Re: [R] incomplete reading of a large csv file

2020-02-21 Thread Uwe Ligges




On 21.02.2020 20:10, Christopher W. Ryan wrote:

sessionInfo at end of message.

I have data that I was given as an Excel .xlsx file. It contains 96266
lines and 24 columns. I opened it in OpenOffice.org and saved it in .csv
format, using the pipe character as a field separator. This produced a
file with 96266 lines.

When I read it into R thusly:


skip0.dd <- read.csv("AmbulanceDispatches2017-2019-02-18-2020.csv",

sep = "|", header = TRUE, comment.char = "", skip = 0)

the resulting skip0.dd dataframe has only 58208 lines:


dim(skip0.dd)

[1] 5820824


I've tried a variety of things to troubleshoot. Using head() and tail(),
the expected first and last lines (comparing to the .csv file) do indeed
exist in skip0.dd.  Several arbitrary lines from the "middle" of the csv
file are also present in the skip0.dd dataframe.

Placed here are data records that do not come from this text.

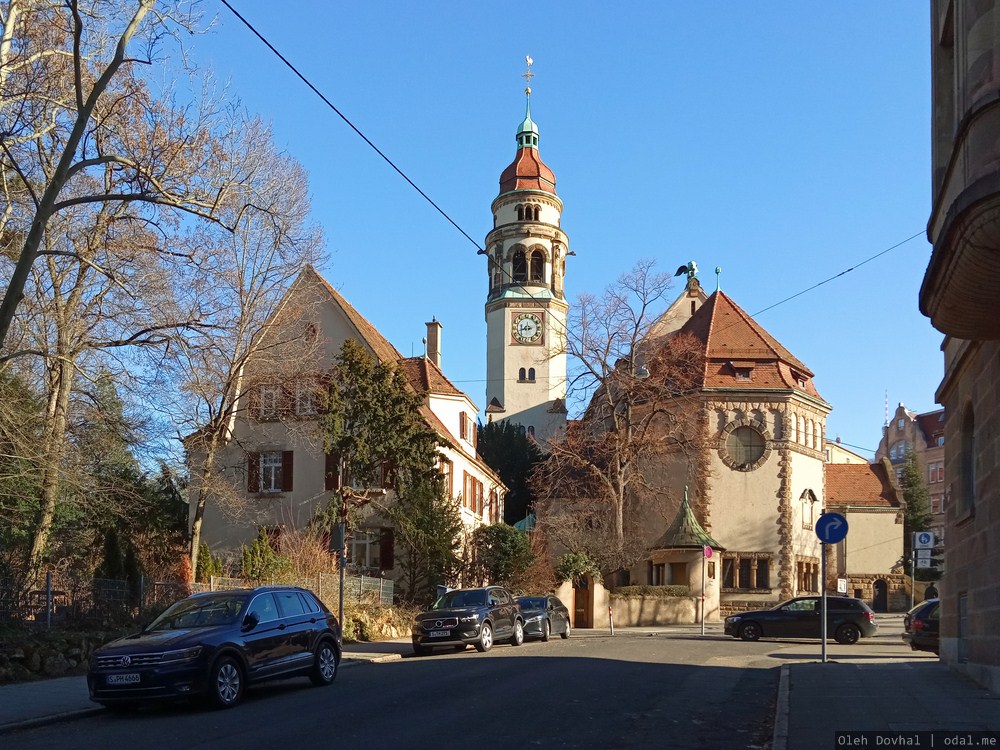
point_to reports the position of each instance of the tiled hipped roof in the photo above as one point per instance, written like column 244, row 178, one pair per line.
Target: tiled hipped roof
column 861, row 485
column 425, row 376
column 740, row 354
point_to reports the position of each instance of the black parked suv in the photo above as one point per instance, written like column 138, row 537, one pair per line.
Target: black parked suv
column 847, row 620
column 215, row 644
column 469, row 616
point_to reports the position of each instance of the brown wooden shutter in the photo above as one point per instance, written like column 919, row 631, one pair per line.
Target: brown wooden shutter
column 253, row 401
column 332, row 471
column 253, row 472
column 387, row 549
column 286, row 471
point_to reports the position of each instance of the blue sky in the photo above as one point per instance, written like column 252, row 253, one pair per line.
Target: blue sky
column 783, row 141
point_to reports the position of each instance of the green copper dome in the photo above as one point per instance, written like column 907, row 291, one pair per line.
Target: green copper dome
column 527, row 133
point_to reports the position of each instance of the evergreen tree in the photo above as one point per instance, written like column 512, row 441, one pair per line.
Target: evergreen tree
column 501, row 553
column 506, row 448
column 374, row 425
column 916, row 501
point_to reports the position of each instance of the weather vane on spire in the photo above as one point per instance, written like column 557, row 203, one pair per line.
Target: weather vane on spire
column 528, row 75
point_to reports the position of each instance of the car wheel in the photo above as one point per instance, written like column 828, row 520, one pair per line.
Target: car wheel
column 518, row 638
column 848, row 634
column 225, row 685
column 325, row 665
column 485, row 642
column 750, row 631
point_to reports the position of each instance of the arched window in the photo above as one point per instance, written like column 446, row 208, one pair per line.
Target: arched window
column 537, row 266
column 968, row 462
column 519, row 269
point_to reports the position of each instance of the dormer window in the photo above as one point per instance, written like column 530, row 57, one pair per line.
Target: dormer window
column 519, row 267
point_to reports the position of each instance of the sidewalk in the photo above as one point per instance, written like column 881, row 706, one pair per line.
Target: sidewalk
column 28, row 704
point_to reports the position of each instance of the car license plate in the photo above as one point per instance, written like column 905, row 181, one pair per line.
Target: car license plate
column 129, row 678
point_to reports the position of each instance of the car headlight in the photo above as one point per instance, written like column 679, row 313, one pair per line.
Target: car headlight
column 185, row 654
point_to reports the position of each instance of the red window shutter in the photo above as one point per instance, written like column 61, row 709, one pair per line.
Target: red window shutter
column 387, row 549
column 332, row 471
column 286, row 471
column 253, row 472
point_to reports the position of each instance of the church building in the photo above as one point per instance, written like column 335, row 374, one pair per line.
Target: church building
column 526, row 306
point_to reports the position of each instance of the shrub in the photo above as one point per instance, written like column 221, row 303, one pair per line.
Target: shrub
column 574, row 564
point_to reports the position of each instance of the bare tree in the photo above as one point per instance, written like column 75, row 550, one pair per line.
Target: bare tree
column 250, row 330
column 80, row 126
column 601, row 480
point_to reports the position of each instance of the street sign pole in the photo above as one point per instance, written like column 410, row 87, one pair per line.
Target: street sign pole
column 822, row 604
column 831, row 528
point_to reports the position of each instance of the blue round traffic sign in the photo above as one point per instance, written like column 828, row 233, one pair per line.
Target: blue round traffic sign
column 831, row 528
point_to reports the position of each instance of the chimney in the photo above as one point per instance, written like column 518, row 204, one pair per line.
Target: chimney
column 434, row 342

I tried reading only the first column, which is integer, but still it
appears that not all lines are read in:


classes <- c(NA, rep("NULL", 23))
skip01.dd <- read.csv("AmbulanceDispatches2017-2019-02-18-2020.csv",

sep = "|", header = TRUE, comment.char = "", skip = 0, colClasses = classes)

dim(skip01.dd)

[1] 582081

Skipping the first 5 lines nominally should give me a dataframe of
46266 lines, or at least one of 5 fewer lines than skip0.dd (i.e.
8208 lines), but it does neither:


skip5.dd <-

read.csv("AmbulanceDispatches2017-2019-02-18-2020.csv", sep = "|",
header = TRUE, comment.char = "", skip = 5)

dim(skip5.dd)

[1] 2217024

Any thoughts on what might be going wrong? Some funky characters from
Excel or OpenOffice.org lurking in the .csv file?


quotes are a typical proiblem, what if you try with arg quote=""?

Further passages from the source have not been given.